Siswa kelas X SMKN I lainnya, Phika, berpendapat, program ini membuat pikiran mereka terbuka. ”Kita jadi memahami pentingnya mencintai satwa liar apa adanya, dan mau ikut menjaga lingkungan dari kerusakan. Ngeri juga kalau hutan rusak, pohon-pohon habis, dan tidak ada lagi satwa. Pasti tinggal bencana yang datang,” ujarnya.

Fifi, juga siswa kelas X SMKN I, bercerita, di rumahnya ada sejenis monyet yang dipelihara dalam kandang. ”Monyet itu dibawa pamanku dari hutan,” ucapnya.

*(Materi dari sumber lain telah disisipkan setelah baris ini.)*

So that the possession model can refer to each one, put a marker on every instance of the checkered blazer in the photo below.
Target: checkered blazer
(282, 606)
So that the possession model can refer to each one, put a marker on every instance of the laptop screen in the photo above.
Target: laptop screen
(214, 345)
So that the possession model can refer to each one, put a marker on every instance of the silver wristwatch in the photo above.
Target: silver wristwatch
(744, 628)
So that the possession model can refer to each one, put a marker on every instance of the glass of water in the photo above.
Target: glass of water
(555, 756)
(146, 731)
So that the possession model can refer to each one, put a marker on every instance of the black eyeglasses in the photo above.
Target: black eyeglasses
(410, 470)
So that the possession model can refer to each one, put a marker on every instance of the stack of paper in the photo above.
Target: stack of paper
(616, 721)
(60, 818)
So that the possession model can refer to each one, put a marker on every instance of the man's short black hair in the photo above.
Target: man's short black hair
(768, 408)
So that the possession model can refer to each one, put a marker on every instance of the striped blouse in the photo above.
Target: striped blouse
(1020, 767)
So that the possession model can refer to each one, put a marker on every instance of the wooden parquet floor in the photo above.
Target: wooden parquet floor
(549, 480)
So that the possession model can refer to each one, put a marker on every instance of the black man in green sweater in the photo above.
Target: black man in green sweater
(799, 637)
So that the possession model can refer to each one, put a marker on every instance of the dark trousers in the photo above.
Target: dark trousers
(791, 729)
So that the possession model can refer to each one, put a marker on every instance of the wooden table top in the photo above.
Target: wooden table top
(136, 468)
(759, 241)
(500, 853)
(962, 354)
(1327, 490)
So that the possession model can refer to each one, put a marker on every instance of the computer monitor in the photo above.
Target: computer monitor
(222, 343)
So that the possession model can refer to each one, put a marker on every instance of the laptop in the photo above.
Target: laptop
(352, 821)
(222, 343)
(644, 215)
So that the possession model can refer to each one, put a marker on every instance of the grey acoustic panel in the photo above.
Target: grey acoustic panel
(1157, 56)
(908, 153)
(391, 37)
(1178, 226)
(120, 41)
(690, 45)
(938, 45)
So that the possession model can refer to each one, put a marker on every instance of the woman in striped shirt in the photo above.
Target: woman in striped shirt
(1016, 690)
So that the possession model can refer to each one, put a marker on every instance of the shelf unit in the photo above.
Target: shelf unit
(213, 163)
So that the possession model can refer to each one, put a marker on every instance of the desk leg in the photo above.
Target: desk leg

Setelah mengikuti program tersebut, ia jadi berpikir, ”Kasihan juga monyet ini. Hidupnya dalam kandang, pasti dia ingin hidup bebas. Aku harus bilang ke orangtua tentang hal ini,” tambahnya. (IRMA TAMBUNAN)

***

Apa yang Bisa Kita Lakukan?

Satwa liar dinyatakan dilindungi karena jumlahnya tinggal sedikit. Begitu banyak satwa liar telah dinyatakan dilindungi atau hampir punah, seperti orangutan, harimau sumatera, macan dahan, gajah sumatera, beruang, dan tapir.

Lalu, apa yang bisa kita lakukan untuk melindungi satwa liar dari kepunahan?

1. Jika kita tersesat dalam hutan dan tiba-tiba bertemu satwa liar seperti orangutan, usahakan untuk tidak panik. Menjauhlah dari hewan itu dengan cara mundur pelan-pelan. Jangan melakukan tindakan yang bisa membuat mereka terkejut, misalnya berteriak histeris. Mereka malah bisa berbalik mengejar kita karena kehadiran dan teriakan kita dirasakan sebagai ancaman.

2. Kita tidak perlu berusaha mengusirnya, menangkap, atau membunuhnya. Orangutan bisa melawan. Lagi pula, satwa liar seperti orangutan termasuk jenis hewan yang dilindungi sehingga kita bisa tersangkut hukuman.

3. Jangan mendekati satwa liar.

Seperti manusia, satwa liar punya sifat yang beragam. Ada hewan yang ramah, tapi ada juga yang pemarah. Salah-salah nanti malah kita yang balik diganggu mereka.